October 12, 2004
Why & How Pollsters Weight, Part III
I have so far discussed two different philosophies of weighting by party. The purist model -- still the choice of most media pollsters -- weights samples of adults by demographics but never weights by party identification. An alternative, advocated by pollster John Zogby, weights every 2004 survey so that it matches the estimate of party ID in the exit polls taken among voters in November 2000.
I promised last time to discuss those who pursue a "third way," somewhere between the Purist and Zogby models. Toward that end I did something bloggers are not supposed to do. I picked up a telephone and called some of my colleagues. In the process, I actually learned something: More media pollsters are now weighting by party than I had realized, demonstrating the conflict between art and science in pre-election polling.
Here is a partial sampling:
Investor's Business Daily/ Christian Science Monitor/TIPP -- This survey weights by party identification using a method that Charlie Cook advocated in a recent column, a dubbed "dynamic weighting" by either Cook or Ruy Teixeira. The TIPP survey weights every survey they conduct during an election year by party ID using a rolling six month average of data rolled together from previous surveys (they weight the combined data, that includes nearly 10,000 cases, by demographics only).
Raghavan Mayur, president of TIPP says he weights this way because "I wanted to be consistent in what I do" during an election year. He told me he believes that party ID is "stable at the aggregate level" during any given three month period and that any short term changes, even if real, are "fleeting." (Mayur also commented on the IBD methodology in this article).
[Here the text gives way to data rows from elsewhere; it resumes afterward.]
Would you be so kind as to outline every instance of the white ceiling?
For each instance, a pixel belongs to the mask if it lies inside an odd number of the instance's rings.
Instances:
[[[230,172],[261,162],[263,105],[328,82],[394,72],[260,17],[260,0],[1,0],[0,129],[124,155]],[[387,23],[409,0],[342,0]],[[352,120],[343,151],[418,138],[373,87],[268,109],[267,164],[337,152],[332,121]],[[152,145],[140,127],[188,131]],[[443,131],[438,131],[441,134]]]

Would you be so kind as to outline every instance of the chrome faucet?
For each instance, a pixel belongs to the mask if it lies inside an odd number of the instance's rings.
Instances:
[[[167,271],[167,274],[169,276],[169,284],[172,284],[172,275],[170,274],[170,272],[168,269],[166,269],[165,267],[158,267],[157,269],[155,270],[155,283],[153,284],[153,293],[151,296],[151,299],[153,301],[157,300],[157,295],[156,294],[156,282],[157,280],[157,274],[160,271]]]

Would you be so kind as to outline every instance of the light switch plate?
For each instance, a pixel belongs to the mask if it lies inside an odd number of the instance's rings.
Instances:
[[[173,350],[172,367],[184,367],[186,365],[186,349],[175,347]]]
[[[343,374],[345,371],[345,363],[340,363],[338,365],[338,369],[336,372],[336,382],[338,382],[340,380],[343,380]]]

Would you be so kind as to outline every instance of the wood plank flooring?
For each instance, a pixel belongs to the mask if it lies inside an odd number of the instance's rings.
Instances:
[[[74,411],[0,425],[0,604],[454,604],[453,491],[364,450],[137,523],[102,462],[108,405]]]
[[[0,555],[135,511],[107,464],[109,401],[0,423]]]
NBC/Wall Street Journal/Hart-McInturff -- Two campaign pollsters administer this survey, Democrat Peter D. Hart and Republican Bill McInturff (who takes the place of the late Robert Teeter, Hart's longtime partner in this venture). In an interview, Hart confirmed that he sometimes weights the NBC/WSJ samples by party ID using an internal database of past survey results as a guide. Hart's technique might be dubbed "dynamic weighting in reserve," as his decision to weight is discretionary. Like other pollsters, Hart will correct any imbalances in race, gender or geography in his raw data. Then, if the party ID numbers seem "off" compared to previous surveys, he will look to see if any other demographic anomalies -- age, education, etc. -- can explain the difference. If weighting by these characteristics still leaves a "substantial difference" in party compared to the most recent NBC/WSJ poll, he will then weight by party to bring it back into balance.
What difference qualifies as "substantial?" Hart suggested that while he would not be concerned about changes of a few percentage points either way, he would weight to correct a shift from, hypothetically, an even distribution of Democrats and Republicans to a 10-point advantage either way. "I am not a believer," he said, "that party ID changes [that much] on a monthly basis."
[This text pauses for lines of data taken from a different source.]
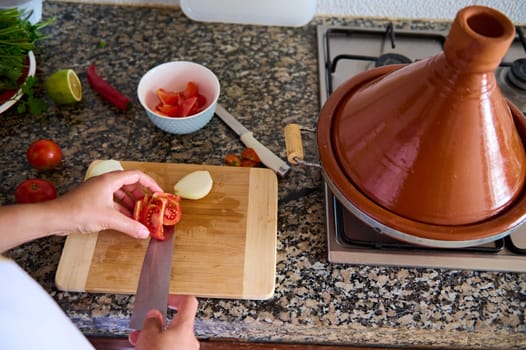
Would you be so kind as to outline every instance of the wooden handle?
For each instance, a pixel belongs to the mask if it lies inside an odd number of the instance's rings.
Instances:
[[[303,160],[303,144],[298,124],[287,124],[285,126],[285,147],[287,148],[289,163],[298,164],[296,159]]]

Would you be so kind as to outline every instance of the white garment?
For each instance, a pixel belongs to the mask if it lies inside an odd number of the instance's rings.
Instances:
[[[2,256],[0,279],[0,349],[94,349],[44,288]]]

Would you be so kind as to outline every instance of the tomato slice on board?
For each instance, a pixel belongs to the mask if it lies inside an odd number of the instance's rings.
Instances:
[[[166,239],[164,226],[173,226],[181,220],[181,197],[171,193],[155,192],[135,201],[133,218],[144,224],[150,236]]]
[[[166,238],[163,227],[163,208],[157,203],[148,203],[141,212],[140,221],[148,228],[152,238],[160,241]]]
[[[154,193],[154,198],[159,198],[165,201],[164,205],[164,225],[171,226],[177,224],[181,220],[181,197],[171,193]]]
Fox/Opinion Dynamics -- I hesitate to include the Fox survey here because they DO NOT WEIGHT BY PARTY. However, their unique sampling methodology puts them somewhere between the purists and John Zogby in terms of how they control for random variation in the partisanship of their samples.
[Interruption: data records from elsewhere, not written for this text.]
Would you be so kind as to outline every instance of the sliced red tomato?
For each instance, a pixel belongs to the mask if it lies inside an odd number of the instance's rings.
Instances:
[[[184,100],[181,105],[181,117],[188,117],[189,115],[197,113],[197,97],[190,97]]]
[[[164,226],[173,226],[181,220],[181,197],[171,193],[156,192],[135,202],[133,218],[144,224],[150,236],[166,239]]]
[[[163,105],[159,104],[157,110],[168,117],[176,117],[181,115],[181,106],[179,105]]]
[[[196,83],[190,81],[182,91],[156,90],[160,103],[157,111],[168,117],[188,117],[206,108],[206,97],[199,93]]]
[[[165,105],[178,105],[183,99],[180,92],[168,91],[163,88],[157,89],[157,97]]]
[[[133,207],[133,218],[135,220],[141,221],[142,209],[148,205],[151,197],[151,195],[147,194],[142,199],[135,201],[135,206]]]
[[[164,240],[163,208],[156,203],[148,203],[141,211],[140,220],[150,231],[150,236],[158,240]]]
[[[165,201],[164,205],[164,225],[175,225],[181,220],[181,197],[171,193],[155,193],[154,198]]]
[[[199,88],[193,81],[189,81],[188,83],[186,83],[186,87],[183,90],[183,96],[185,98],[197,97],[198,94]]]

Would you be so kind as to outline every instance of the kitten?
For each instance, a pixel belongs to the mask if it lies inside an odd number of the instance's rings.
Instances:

Virtually all of the others surveys (including IBD and NBC/WSJ) begin with a sample of telephone numbers that represents all households with a working phone, then they screen down for registered and likely voters. The Fox/Opinion Dynamics survey does something a bit more complicated. Although they also call a sample of all households with phones, they "stratify" their sample regionally, setting sample quotas for geographic regions that reflect likely turnout.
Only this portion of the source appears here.